“Mas
nós lhe proibimos, porque ele não é dos nossos” (Mc
9,38)
Cresce
hoje a consciência sobre a diferença do ser humano como atração, e não
como rejeição. A humanidade pós-moderna exige a diversidade na
convivência sociocultural e religiosa. Não podemos permanecer trancados em
redutos que rejeitam as diferenças existenciais. A humanidade deixou de ser
distante para tornar-se mais próxima, mediante as diferenças, os diálogos e as
convergências. O mundo globalizado não pode ser apenas econômico. É chamado
também a respeitar e a cultivar as diferenças entre as pessoas, as raças, as
religiões, as sociedades e as nações.
No
entanto, corremos o risco de viver em mundos-bolha; podemos construir nossa
vida encapsulada em espaços feitos de hábito e segurança, convivendo com
pessoas semelhantes a nós e dentro de situações estáveis. É difícil romper e
sair do terreno conhecido, deixar o convencional. Tudo parece conspirar para que
nos mantenhamos dentro dos limites politicamente corretos. Todos podemos
terminar estabelecendo fronteiras vitais e sociais impermeáveis ao diferente.

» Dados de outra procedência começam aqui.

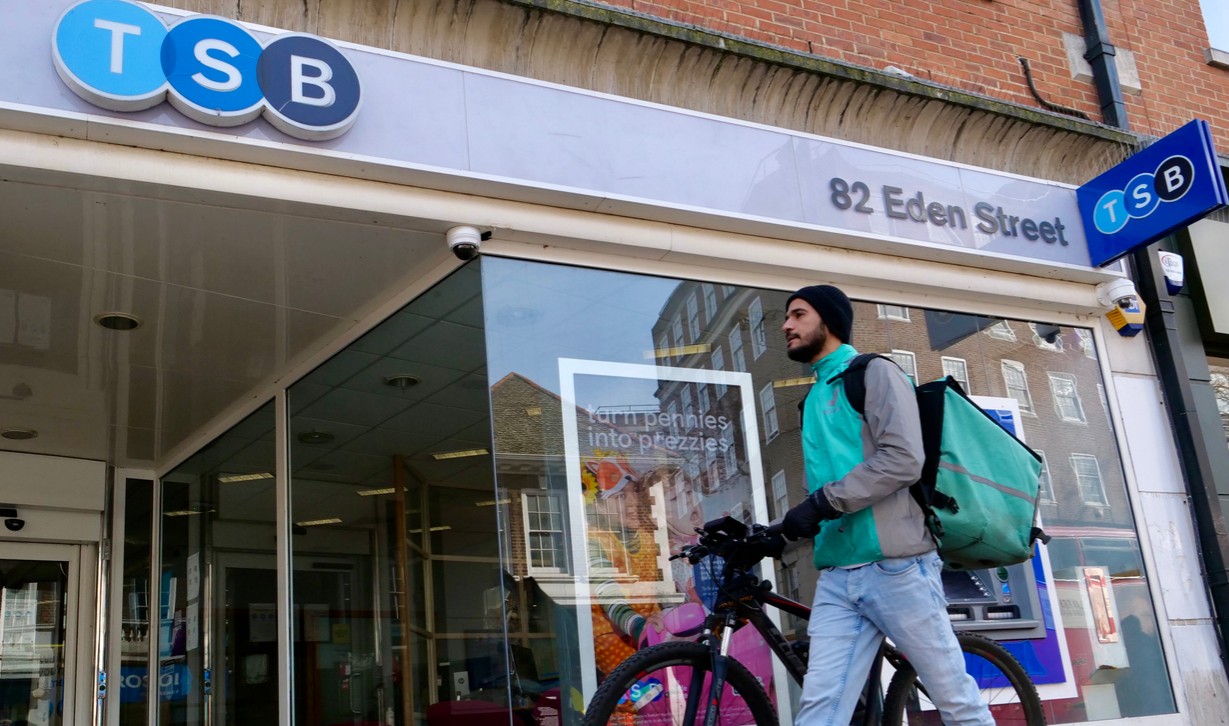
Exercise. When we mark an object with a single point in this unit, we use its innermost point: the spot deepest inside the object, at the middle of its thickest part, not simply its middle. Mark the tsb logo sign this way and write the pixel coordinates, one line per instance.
(1143, 194)
(121, 57)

Se isso acontece, acabamos tendo perspectivas pequenas, visões atrofiadas e
horizontes limitados, ignorando um mundo amplo, complexo e cheio de surpresas.
Muitas vezes “vemos” o diferente, mas só como notícia, como o olhar do
espectador que sabe das “coisas que acontecem”, mas não sente e nem se
compadece por elas.
Marcos, no evangelho
deste domingo, recolhe vários ditos de Jesus a partir de uma reação tipicamente
preconceituosa do grupo dos discípulos: a de impedir um desconhecido utilizar o
nome de Jesus, por uma única razão: “não era dos
nossos”.
Frente à reação
excludente dos discípulos, Jesus propõe a tolerância que nasce de uma atitude
aberta e inclusiva. Ao longo da história humana, a etiqueta “dos nossos” gerou
desprezo, ódio, preconceito, enfrentamento e morte, numa sequência desumana de
sofrimento inútil.
A ironia é que se
trata justamente disso, de uma mera etiqueta, completamente superficial e
enganosa, que nasce do próprio medo e insegurança, que leva a nos “proteger” do
diferente, buscando refúgio naquilo que nos é conhecido.

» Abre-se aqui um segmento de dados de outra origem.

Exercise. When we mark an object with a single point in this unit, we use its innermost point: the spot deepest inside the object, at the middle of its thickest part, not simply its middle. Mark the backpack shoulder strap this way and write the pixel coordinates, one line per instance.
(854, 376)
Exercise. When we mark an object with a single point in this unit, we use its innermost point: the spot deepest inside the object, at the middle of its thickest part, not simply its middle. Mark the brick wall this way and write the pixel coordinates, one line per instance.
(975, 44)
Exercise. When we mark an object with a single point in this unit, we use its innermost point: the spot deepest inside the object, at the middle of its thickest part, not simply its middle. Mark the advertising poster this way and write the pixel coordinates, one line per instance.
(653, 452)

O diferente não pode ser uma ameaça; no
entanto, na vida nos defendemos e, às vezes, questionamos e atacamos posturas,
visões políticas, teológicas, espiritualidades, modos de viver uma religião...,
culminando em rupturas e, em alguns casos, em conflitos ou ódios.
Aos poucos, nos
recolhemos em nossos medos, em nossas inseguranças e começamos a acreditar que
os diferentes são nossos inimigos. Da indiferença passamos aos discursos
fascistas, às práticas fundamentalistas, à segregação, ao fanatismo...
Pode,
a identidade cristã co-existir criativamente, e de quê maneira, em meio a uma
cultura plural e de identidades múltiplas como a nossa?
O que está em jogo
reveste tal gravidade que exige modificar radicalmente nosso modo de ver e de
agir: cortar a mão (modificar as
ações), cortar o pé (mudar o rumo)
ou arrancar o olho (transformar a
visão). Trata-se de um processo que nos impulsiona a crescer em humanidade, esvaziando
nosso “ego” de suas inseguranças, medos e preconceitos.
Tal transformação
radical pede olhos capazes de olhar o mundo em sua complexidade e em suas
feridas; mãos prontas para acariciar, construir, e abertas para o encontro e o
abraço; pede pés para encurtar distâncias e criar proximidade acolhedora; pede
boca disposta a falar com palavras de verdade e de benção; pede coração disposto
a implicar-se, vibrar... às vezes, romper-se. Membros que se gastam no serviço.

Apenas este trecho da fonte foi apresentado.